# I would like adopt a Ragdoll kitten or young cat



## bluebindy123 (Jul 27, 2010)

aaaaaaaaaaaaaaaaaaaaaa


----------



## ragnanimus (Nov 25, 2007)

hi have you had a look on the ragdoll rehome site as we are co-ordinators for the group and have lots of raggies that need rehoming, where abouts do you live?
helen & Allan.

ragsrescue


----------



## bluebindy123 (Jul 27, 2010)

Hi I am in North yorkshire. I have already looked on your site but there is no-one in my area.


----------



## Steverags (Jul 19, 2010)

bluebindy123 said:


> Hi I am in North yorkshire. I have already looked on your site but there is no-one in my area.

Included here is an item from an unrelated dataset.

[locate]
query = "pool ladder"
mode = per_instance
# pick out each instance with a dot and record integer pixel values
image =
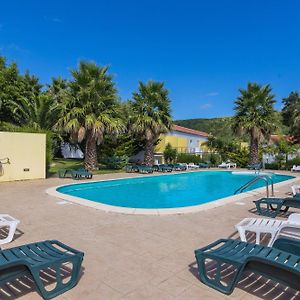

If you and your home are ok'ed for a rescue then I'm sure a suitable Raggie would be brought up too where you live.


----------



## bluebindy123 (Jul 27, 2010)

Hi we have had a homecheck last Sunday by alovely couple but have not heard anything since then. Not sure if this is good or bad news, but hopefully will be told either way very soon. I feel like an expectant mum but not expecting anything at the moment.:thumbup:


----------



## Steverags (Jul 19, 2010)

I'm sure they will be in contact soon.


----------